We left the penguin village hotel at a little after 12 and arrived at
the base of Sinai at 2 am. We started to climb as a group of twenty at
around 2 15. It was obvious that there were serious hikers, fit
people, and then us, the Cairo bums. I guess there was some overlap
but I walked slowly mostly to stay with Kayla and Ayman. She was struggling
because of her asthma and I carried her backpack to the top along with
mine. The walk was along a dirt path but it was wide enough for
camels to walk beside you on either side. The moon lit the path
as our group spread out more and more, them making progress, and us
falling behind. It was an extremely long walk and took us a little
over three hours to finish. As we walked up people sang and chanted
and enjoyed their religious experience. I don't know if it's
religion, will power, or both but there are very few things in the world
that could make 80 year men and women make a climb of this nature. It was a wide
path but it was steep and just before the top, the last 30 minutes are
a walk up hundreds of stone steps. As we looked back below us while
walking, groups of people, flashlights in hand, wobbled up the
mountain just as we had done a few minutes before them. To me this was
the spirituality, something brought us all together on that mountain
this morning. Even though most of the people will never see eachother
again we all know exactly who we shared that hike, that view, and that
sunrise with. That happens every night there but each groupk each
night has it's own connection, somehow. I have been to touristy places
before but nothing like this. Not because of the chuchkie trinkets but
the languages and the community. There were a few hundred people on the mountain I would
guess and here must have been more than two dozen languages. The
Asian tourists were there with their high socks, goofy hats, gloves,
sleeves, and cameras. The Germans were there wearin typical capris,
tevas, and German socks while eating bread and cheese out of a cheap
plastic bag. The Americans were there, and you can guess how they
were. Every background, age, nationality, and religion was
represented and we all watched the sun rise together before climbing
back down. We climbed down the steps but then decided to descend on
another path. The other path was filled with switchbacks and tiny
shops but we returned by climbing down more and more and more stairs
until the bottom. The view was great as we came down this crevace in
the side of the mountain.
In the dark of the night we drove to the base and could not see our
surroundings, as we climbed we saw the ouline of mountains and the
trail ahead of us. But on the top and on the way back everything that
we hadn't seen was finall revealed to us. A ligt fog covered the
mountains and the sun as it rose but the red mountains reflected the
sunlight in a way that no camera, only firsthand experience could do
it justice.
It's starnge that this place was as highly gaurded as the DMZ
between the koreas. Our bus to Sinai from dahab was stopped several
times and we were asked our nationality. Before leaving the hotel
receptionist told us to say canadian or british because as ling as
there are no more than 3 Americans they don't tag security on you.
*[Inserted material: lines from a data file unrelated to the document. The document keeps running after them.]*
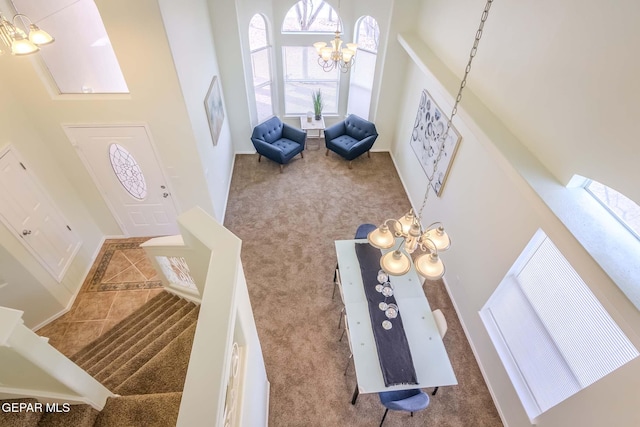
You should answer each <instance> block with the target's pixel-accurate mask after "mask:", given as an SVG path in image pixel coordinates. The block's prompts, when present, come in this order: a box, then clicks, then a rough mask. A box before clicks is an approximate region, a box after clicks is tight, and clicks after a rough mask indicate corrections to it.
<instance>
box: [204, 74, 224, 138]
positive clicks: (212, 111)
mask: <svg viewBox="0 0 640 427" xmlns="http://www.w3.org/2000/svg"><path fill="white" fill-rule="evenodd" d="M204 109H205V111H206V112H207V121H208V122H209V129H210V130H211V138H212V139H213V145H217V144H218V138H220V130H221V129H222V123H223V122H224V107H223V105H222V96H221V95H220V83H219V82H218V76H213V80H211V84H210V85H209V90H208V91H207V96H206V97H205V98H204Z"/></svg>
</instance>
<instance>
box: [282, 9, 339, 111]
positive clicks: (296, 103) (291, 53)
mask: <svg viewBox="0 0 640 427" xmlns="http://www.w3.org/2000/svg"><path fill="white" fill-rule="evenodd" d="M339 23H340V17H339V16H338V14H337V12H336V11H335V9H333V7H331V6H330V5H329V4H328V3H325V2H324V1H322V0H300V1H298V2H297V3H296V4H294V5H293V6H292V7H291V9H289V11H288V12H287V14H286V16H285V18H284V21H283V22H282V35H283V38H282V40H283V43H282V61H283V66H282V69H283V83H284V112H285V114H287V115H304V114H306V113H307V112H308V111H312V110H313V103H312V99H311V95H312V93H313V92H314V91H316V90H320V91H321V92H322V98H323V100H324V108H323V110H322V113H323V114H337V113H338V95H339V93H338V89H339V84H340V72H339V70H337V69H336V70H333V71H331V72H325V71H324V70H323V69H322V67H320V66H319V65H318V54H317V53H316V50H315V48H314V47H313V43H314V42H317V41H322V40H321V39H322V38H324V37H320V38H319V37H318V33H327V34H330V33H331V34H332V33H334V32H335V31H336V29H337V28H338V25H339ZM340 28H342V27H341V26H340ZM330 38H331V36H328V35H327V36H326V41H327V42H328V41H329V39H330Z"/></svg>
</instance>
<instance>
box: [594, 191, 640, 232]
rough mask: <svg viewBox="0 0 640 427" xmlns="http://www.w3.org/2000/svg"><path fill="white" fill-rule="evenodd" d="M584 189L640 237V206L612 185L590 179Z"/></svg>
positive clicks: (605, 207)
mask: <svg viewBox="0 0 640 427" xmlns="http://www.w3.org/2000/svg"><path fill="white" fill-rule="evenodd" d="M584 189H585V190H587V192H588V193H589V194H591V195H592V196H593V197H594V198H595V199H596V200H597V201H598V202H600V203H601V204H602V206H604V207H605V209H607V211H609V213H611V215H613V217H614V218H616V219H617V220H618V221H619V222H620V223H621V224H622V225H624V226H625V227H626V228H627V230H629V232H630V233H631V234H633V235H634V236H635V237H636V238H637V239H640V206H638V204H637V203H636V202H634V201H633V200H631V199H629V198H628V197H627V196H625V195H624V194H622V193H619V192H617V191H616V190H614V189H613V188H611V187H607V186H606V185H604V184H601V183H599V182H598V181H594V180H592V179H588V180H586V181H585V184H584Z"/></svg>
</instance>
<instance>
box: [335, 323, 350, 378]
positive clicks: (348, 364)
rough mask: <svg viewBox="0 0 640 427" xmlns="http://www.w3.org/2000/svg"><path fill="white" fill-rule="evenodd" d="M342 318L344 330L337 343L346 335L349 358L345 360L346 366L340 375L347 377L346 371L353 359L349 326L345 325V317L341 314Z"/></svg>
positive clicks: (340, 340)
mask: <svg viewBox="0 0 640 427" xmlns="http://www.w3.org/2000/svg"><path fill="white" fill-rule="evenodd" d="M343 316H344V329H343V330H342V334H341V335H340V339H339V340H338V341H339V342H342V338H344V336H345V334H346V335H347V343H349V358H348V359H347V366H345V367H344V374H342V375H347V369H349V362H350V361H351V358H352V357H353V349H352V348H351V336H350V335H349V325H348V324H347V315H346V314H343Z"/></svg>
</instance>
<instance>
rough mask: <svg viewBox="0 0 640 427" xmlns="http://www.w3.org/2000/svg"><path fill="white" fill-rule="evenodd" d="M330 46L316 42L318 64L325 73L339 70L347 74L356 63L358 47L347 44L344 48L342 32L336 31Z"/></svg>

The security for Americans is to keep us/them happy but it has an
opposite effect. The police here are burdensome and creepy and way
overbearing. The whole Sinai penninsula is like that but especially at
Sinai. Even within the complex of mount Sinai, our bus was pulled over
4 times. It's completely unneccesary but also completely the fault of
our own government.
Once the police were dealt with and the climb through the night began
I was struck by that spirituality. Everything was calm. The people
were in harmony. The setting was gorgeous. Truly a once in a lifetime
experience and a story to tell to everyone. My only question is, am I
obligated to climb it again in old age like the men and women we saw
or was this my one trip. I couldn't figure out whether the old people
were returning, or trying to cross something off of their bucket list in the latter
stages of life, either way the draw to return is there.